PPL is the first electric or gas utility to get a long-term infrastructure improvement plan submitted and approved by the commission. In its petition, PPL outlined the stepped-up work that will be done with cash from the new rate, including replacing 4,000 poles at a cost of $24 million. Underground residential cable will be swapped out for $51 million. Overhead copper wire will be replaced for $29 million. Replacement of 230 substation circuit breakers will cost $21.8 million.
Over five years, the company will spend $705 million, said PPL spokesman Bryan Hay.

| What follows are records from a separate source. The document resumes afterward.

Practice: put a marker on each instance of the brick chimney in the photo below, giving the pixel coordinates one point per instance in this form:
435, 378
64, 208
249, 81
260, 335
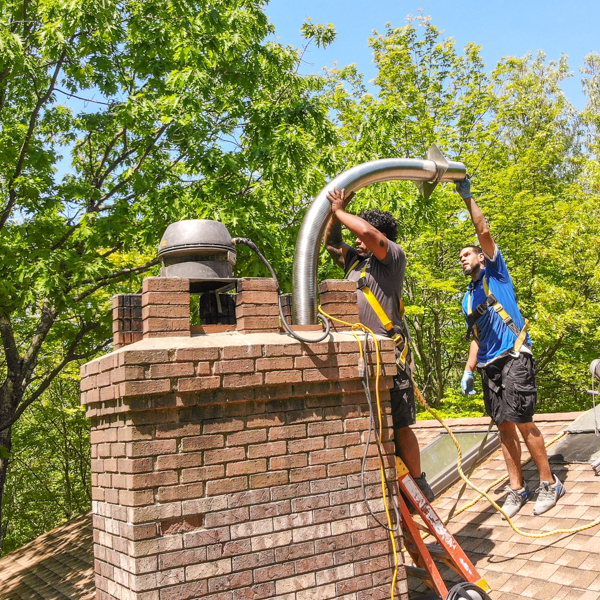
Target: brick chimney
227, 461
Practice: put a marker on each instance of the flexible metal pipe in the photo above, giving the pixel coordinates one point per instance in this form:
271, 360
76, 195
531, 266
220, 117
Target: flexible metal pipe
308, 244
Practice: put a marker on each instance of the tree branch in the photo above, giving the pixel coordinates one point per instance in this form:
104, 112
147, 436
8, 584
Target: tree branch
68, 357
99, 283
32, 124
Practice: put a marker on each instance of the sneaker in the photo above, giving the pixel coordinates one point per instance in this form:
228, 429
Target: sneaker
514, 500
425, 487
548, 495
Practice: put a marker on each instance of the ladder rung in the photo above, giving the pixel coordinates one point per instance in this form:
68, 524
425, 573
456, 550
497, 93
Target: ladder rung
435, 550
421, 574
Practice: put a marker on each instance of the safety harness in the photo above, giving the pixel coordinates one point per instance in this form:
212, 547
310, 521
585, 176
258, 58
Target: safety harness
399, 339
480, 310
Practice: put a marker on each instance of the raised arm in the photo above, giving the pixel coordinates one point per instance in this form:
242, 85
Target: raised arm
486, 241
334, 243
373, 239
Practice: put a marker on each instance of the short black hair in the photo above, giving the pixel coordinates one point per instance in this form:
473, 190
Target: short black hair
383, 221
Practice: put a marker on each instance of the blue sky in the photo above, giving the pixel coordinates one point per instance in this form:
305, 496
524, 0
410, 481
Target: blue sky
508, 28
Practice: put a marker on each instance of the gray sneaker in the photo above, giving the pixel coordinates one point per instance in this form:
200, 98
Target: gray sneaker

Under the current practice, rates revenue reimburses the utility for improvements made in the past - usually over the course of the years since the last rate increase. The utility has to borrow money to make those improvements or pay for storm damage. They keep track of that money and present it to the commission when it asks for the next increase. Ultimately, ratepayers foot the bill for all utility operations and improvements, including the interest the utility pays as it makes improvements or repairs.
By establishing a DSIC, utilities get to recoup the cost more quickly than through traditional rate cases, which happen every two to four years.
Under DSIC, the utility can recoup costs every quarter and even increase or reduce the DSIC rate with only a cursory review from the commission. That's why acting state Consumer Advocate Tanya J. McCloskey is reserving judgment.
"The General Assembly and the utilities say consumers will get more timely repair of aging infrastructure - that is the intent," she said. "Our office has been more cautious about the use of DSIC, and we will make sure utilities live up to the intent of the law."
Some Northeast Pennsylvania households have been paying DSIC rates to another utility, Pennsylvania American Water Co., which argued it had to hasten the replacement of aging waterlines.
UGI, the major provider of natural gas to the region, does not have plans to purse a DSIC.
"Things may change in the future, but right now it is not something we are actively pursuing," said UGI's Joe Swope.